BB Manager doesn’t look like a 21st century program, and the developers admit they’re working on improvements, but it does the job for now.

But before you even use the tool, you need to carefully plan how you can best use the 100 MB kit limit. For example, do you need a cowbell, shaker and handclaps? If not, that can free up 5 or 6 MB that can be better deployed for snare samples, for example.

Then you need to consider how many velocity levels and how many round robins you would like for each instrument.

BB Manager doesn’t have a specific round robin option, but instead allows you to allocate samples to velocity ranges. And users can determine the ranges themselves. For example, you could allocate one sample to each MIDI velocity level (0-127) or you can assign them to  designated velocity bands (0-19; 20-39; 40-59, for example). When you import the .wav samples, you can allocate as many or as few as you like to each velocity level or band. BB then cycles through the samples at each velocity. Note, however, that there is a limit of 15  samples per instrument.

Unfortunately, the process of importing and allocating samples is very labour intensive, with a lot of dragging and dropping required. If the developers only do one thing, my request would be to automate the sample loading – as we do with the mimicPRO editor.

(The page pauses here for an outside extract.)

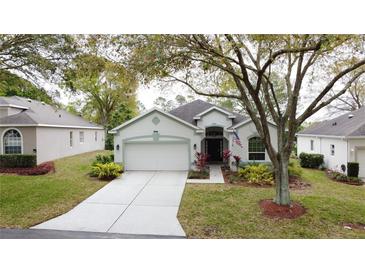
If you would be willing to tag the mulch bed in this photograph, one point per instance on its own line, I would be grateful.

So, it doesn’t look pretty and it’s not particularly intuitive, but the BB Manager does allow you to import samples relatively easily when you understand the process and workflow and if you have done some prep before starting.

I created a couple of kits from VST plug-ins (using Xtractpler to generate the .wav files) and stacked the snares with multiple velocity bands and extra round robins around the middle layers. I also limited the number of kick drum and crash samples – with no noticeable impact on the overall sounds.


When I started this review, it felt a bit like buying a Ferrari just to check out the airconditioner. As an e-drummer, I have no use for 90% of the functionality of the BeatBuddy; but unfortunately, it’s not possible to buy just the 10% that drummers would need.

However, once I got started, it became apparent that the parts I needed were good enough to overlook the rest of the Ferrari.

The BB is easy to use and produces excellent sounds right out of the box (if you buy the appropriate add-on cable).

The stock kits are versatile enough for most common musical genres – including metal, jazz and world percussion.

And if the included sounds don’t suit your needs, BB offers additional kit packs from as little as $8, covering a huge range of music styles from a Phil Collins ‘80s kit to a dedicated mallets kit. There’s also a very active forum where users share their kits and samples for free, adding even more options.

But more importantly, the hardware comes with usable (if at times frustrating) software that allows you to load your own samples and create your own kits.

Yes, there are limitations, like the 100 MB file restriction, but with some thought and planning, you can work around that.

Functionally, the BB is pretty much plug and play, even though it is not designed for the Zendrum ecosystem in the way the StompBlock was.

It also can’t power your Zendrum as the StompBlock does.

But it does have more audio output options, independent headphone monitoring and a Mix In option for backing tracks.

It also has an easily accessed SD card, as opposed to the micro-SD encased inside the StompBlock.

The BB also allows drummers to access almost unlimited kits on the fly – significantly more than you could get from the StompBlock which holds just 128 instrument samples.

Price wise, the BB, at $379, is cheaper than the Zendrum option which retails for $499 (plus shipping). And if that’s beyond your budget, keep an eye on the BB website because they do offer refurbished units from time to time, often at half the price of a new one – and with full warranty. The BB software is free, as is the basic online StompBlock editor, but you’ll really need the Zendrum Restomp app ($60) to do any serious editing or to add your own samples.

So, all up, this Buddy is hard to beat!